While the main article focuses on the merits of the guidance report and the discussions at the dialogue, more critically were two supplementary articles by Vuyo Mkize that share individual experiences of sex education in South Africa. In the story “’I wish my parents had taught me’” (p. 13), a matric pupil, whose identity has been concealed with a pseudonym, shares how the only sex education she received from her parents was a once-off brief conversation where they told her to “stay a virgin”. In the article, she describes how she first learnt about sex through magazines and that she wished she could have more open conversations with her parents about these types of issues.

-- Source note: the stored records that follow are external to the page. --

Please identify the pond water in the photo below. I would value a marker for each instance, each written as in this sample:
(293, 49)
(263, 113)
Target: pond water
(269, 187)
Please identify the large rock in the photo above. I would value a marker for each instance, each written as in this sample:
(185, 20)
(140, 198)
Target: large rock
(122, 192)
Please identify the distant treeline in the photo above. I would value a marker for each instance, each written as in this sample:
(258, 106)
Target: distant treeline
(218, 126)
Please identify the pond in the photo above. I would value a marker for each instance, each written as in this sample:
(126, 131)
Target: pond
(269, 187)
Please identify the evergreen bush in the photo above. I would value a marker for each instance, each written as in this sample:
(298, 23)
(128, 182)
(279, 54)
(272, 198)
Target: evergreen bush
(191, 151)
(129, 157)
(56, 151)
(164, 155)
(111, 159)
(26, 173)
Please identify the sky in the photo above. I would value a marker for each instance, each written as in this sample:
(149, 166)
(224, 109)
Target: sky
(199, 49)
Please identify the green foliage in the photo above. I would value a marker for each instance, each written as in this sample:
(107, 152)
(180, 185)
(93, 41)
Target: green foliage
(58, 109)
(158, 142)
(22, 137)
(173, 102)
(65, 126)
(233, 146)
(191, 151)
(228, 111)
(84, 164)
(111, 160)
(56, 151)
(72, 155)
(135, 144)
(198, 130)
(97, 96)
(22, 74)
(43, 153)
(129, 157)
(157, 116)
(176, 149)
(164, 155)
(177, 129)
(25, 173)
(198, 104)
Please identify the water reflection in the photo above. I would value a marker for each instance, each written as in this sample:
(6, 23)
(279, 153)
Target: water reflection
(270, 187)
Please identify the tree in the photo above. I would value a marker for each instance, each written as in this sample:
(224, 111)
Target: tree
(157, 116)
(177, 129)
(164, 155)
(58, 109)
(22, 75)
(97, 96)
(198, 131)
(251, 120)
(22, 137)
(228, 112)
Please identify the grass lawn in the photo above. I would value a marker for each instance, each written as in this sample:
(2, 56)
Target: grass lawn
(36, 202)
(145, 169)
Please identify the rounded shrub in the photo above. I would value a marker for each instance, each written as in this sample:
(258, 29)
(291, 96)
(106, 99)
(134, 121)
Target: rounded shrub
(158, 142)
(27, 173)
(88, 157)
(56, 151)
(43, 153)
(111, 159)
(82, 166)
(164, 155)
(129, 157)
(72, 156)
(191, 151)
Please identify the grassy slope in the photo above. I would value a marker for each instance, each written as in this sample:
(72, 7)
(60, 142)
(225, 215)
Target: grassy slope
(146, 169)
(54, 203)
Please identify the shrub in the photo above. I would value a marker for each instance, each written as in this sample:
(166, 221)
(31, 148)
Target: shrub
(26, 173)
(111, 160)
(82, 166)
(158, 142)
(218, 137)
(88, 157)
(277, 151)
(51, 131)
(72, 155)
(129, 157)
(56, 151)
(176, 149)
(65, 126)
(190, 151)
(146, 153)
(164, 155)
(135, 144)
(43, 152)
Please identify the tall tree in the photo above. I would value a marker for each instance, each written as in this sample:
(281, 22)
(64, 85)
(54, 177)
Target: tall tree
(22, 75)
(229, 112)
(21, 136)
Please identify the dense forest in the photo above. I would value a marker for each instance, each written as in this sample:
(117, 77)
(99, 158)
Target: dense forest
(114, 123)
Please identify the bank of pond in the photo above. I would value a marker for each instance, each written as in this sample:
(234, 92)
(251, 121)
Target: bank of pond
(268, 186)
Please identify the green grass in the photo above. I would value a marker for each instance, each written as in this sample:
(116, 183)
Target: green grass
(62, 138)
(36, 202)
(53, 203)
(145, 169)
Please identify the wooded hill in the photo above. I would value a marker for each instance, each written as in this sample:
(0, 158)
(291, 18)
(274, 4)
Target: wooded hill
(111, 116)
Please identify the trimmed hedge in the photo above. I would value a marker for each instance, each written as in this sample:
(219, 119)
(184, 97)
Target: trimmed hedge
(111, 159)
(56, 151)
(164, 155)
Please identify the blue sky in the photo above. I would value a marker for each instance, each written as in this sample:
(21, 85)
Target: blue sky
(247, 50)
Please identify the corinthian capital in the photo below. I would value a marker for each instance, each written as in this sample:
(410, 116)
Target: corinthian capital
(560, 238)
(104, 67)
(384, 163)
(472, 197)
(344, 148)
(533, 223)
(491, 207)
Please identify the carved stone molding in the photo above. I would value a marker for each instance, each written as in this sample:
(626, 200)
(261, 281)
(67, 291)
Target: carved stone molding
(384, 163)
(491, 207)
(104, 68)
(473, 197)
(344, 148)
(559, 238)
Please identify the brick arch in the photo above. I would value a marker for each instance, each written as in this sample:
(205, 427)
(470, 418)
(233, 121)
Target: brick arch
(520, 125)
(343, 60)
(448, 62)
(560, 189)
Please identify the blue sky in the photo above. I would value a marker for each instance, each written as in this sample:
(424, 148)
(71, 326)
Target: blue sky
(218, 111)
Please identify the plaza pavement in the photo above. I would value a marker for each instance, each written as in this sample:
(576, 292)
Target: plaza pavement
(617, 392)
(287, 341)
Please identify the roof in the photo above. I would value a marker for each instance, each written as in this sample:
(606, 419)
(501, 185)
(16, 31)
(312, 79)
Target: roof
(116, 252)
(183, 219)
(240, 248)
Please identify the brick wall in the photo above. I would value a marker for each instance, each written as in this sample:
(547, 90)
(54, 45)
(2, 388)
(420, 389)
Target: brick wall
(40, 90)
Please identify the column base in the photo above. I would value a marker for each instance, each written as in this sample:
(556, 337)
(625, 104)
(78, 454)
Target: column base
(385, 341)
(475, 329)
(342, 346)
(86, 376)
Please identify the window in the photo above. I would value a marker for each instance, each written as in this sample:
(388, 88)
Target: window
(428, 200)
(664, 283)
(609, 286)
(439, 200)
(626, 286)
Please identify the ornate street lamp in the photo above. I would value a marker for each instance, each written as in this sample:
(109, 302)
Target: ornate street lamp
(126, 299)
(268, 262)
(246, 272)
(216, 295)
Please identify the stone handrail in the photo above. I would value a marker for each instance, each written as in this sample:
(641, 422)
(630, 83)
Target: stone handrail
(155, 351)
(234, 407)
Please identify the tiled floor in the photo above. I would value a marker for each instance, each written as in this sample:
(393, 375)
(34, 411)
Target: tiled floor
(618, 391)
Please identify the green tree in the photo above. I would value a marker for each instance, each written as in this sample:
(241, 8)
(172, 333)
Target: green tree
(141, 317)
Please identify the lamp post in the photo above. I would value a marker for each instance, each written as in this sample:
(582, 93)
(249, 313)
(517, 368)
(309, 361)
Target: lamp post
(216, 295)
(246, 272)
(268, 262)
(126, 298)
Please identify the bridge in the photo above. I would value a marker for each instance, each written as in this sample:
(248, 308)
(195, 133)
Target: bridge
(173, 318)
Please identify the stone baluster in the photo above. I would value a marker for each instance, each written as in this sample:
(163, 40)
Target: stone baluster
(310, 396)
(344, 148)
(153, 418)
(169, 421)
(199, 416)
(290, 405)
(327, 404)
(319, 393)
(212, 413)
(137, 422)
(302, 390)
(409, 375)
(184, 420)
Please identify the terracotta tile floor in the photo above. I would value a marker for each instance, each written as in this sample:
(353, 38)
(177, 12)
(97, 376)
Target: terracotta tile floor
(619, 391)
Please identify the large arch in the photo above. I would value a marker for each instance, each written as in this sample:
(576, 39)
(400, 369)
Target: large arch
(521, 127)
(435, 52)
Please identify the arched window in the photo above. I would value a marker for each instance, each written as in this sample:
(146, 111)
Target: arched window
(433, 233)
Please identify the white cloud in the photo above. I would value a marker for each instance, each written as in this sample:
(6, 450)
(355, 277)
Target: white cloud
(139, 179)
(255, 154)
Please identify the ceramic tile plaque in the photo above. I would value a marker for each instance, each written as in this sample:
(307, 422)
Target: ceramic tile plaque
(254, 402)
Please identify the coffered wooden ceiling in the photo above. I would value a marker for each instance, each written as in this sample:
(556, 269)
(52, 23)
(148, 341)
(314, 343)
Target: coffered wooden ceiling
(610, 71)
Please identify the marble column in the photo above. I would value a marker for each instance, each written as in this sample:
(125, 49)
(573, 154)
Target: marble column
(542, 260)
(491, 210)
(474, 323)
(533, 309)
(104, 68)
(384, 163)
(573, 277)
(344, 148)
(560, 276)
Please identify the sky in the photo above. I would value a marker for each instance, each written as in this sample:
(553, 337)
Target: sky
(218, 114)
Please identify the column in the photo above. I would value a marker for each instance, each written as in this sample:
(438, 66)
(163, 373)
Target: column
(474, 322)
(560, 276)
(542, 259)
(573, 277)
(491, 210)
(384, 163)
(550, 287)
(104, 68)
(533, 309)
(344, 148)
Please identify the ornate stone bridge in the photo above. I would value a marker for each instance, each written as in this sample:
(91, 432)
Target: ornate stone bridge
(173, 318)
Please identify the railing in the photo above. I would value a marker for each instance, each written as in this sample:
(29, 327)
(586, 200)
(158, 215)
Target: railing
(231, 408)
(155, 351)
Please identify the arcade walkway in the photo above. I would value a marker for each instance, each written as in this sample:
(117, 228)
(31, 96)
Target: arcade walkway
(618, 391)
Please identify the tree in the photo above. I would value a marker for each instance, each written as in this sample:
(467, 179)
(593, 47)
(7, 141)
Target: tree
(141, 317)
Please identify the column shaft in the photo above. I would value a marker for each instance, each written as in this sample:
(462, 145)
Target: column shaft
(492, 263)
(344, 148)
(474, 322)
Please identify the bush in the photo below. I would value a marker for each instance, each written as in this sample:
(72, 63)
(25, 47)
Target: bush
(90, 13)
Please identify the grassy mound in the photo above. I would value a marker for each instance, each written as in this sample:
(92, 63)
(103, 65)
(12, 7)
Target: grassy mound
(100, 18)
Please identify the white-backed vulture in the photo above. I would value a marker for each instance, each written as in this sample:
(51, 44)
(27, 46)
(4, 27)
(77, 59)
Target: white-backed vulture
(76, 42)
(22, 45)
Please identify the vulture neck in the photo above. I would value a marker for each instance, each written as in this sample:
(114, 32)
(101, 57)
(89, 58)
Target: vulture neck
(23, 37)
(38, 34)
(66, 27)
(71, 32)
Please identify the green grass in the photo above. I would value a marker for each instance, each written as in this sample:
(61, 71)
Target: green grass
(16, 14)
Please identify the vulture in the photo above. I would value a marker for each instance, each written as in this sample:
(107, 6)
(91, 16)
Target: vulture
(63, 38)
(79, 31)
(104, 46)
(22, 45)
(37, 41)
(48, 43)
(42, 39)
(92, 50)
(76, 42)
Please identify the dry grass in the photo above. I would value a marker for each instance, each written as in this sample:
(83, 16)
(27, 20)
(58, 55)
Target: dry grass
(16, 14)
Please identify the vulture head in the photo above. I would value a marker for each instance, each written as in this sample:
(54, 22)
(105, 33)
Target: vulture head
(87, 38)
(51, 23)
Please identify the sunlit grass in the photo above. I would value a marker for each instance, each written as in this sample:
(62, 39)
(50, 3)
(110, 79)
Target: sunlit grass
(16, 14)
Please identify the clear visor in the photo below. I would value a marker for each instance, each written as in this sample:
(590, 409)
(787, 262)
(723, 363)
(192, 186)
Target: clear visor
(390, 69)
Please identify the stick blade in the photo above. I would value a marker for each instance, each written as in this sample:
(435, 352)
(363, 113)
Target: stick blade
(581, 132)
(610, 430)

In the second supplementary story on the same page, “’My daughter is empowered by the knowledge’”, a mother of three reveals her proactive approach to discussing sex with her eldest daughter, who is almost thirteen. She shares specifically about how critical it is for children to learn that “my body is mine” from their parents and how an open child-parent relationship is key to children sharing when sexual violations occur.

This combination of stories provides insights from an international and government level all the way through to an individual child’s and parent’s perspective and therefore provides a wonderful holistic view on the issue of sex education.

The last story, “Tormented at school and online” (p. 12) by Msindisi Fengu, reports on the issues of both on- and offline bullying by children. The article describes the experiences of an overweight Grade 11 pupil who was severely bullied by school mates at school and on social media to such an extent that she contemplated not going back to school. While the sharing of Lethu’s story [not her real name as explained in the article] highlights some of the negative consequences of bullying, it portrays her in a positive light and as a young woman with agency. Alongside this, the article also highlights the potential repercussions for those who share harmful content online and provides advice for both parents and children on how to handle instances of bullying and cyberbullying. In this way, the story not only brings the issue of bullying to the fore where an individual personal story is shared, but it also provides practical steps to help those who are confronted with the vice.

Not only do the articles highlighted above address critical child-related issues that are often neglected in mainstream media, they also provide a platform for children to share their own experiences, opinions and ideas about these. This is an exemplary practice considering that children’s voices remain marginalised in our media.

South Africa is a signatory to the United Nations Convention on the Rights of the Child,[2] which seeks to promote the participation of children in a variety of spheres, including media. Despite this, research conducted by MMA in 2016 demonstrates that children are only accessed in 12% of stories about them (even though they make up 40% of the South African population).[3]

It is our core belief that children have the capacity to provide rich textured contributions to discussions on various issues and that only when their voices are accessed can their ideas be heard. We therefore commend all efforts by journalists, such as those here, that deliberately promote the voices of children in their news stories.

Well done again to City Press! We look forward to reading many more stories that centre on children and their experiences.

By Sarah Findlay


[1] A GLAD refers to an article where the rights and welfare of children have been promoted.




The following are the responses to the commentary from City Press;


Michelle Solomon

That’s fantastic news, and thank you for awarding the team a Glad. The City Press has been doing great work in this area, and I’m thrilled that I could be part of this reportage as a freelancer.


Assistant Editor: News and Investigations

We at City Press feel that it is very important to include the voices of children on issues that affect them. This is not just because sound journalism practice dictates that we need to go to the source, but because, frankly, it makes the stories far more engaging. Stories about policy issues affecting children can be dreadfully boring if the children themselves are left out of them.

We also like to practice solutions-based journalism when we can – proposing solutions to problems the stories outline. We have found that children often have the best ideas about how to deal with the issues that affect them. Even though they are young, they shouldn’t be underestimated or believed not to have valid opinions or solutions.

However, we still need to protect children when they appear in the newspaper. This involves removing their identities on potentially contentious stories such as those you mention here. We would prefer to spare them the embarrassment of coming up in internet searches for the rest of their lives for remarks they made which they could later regret!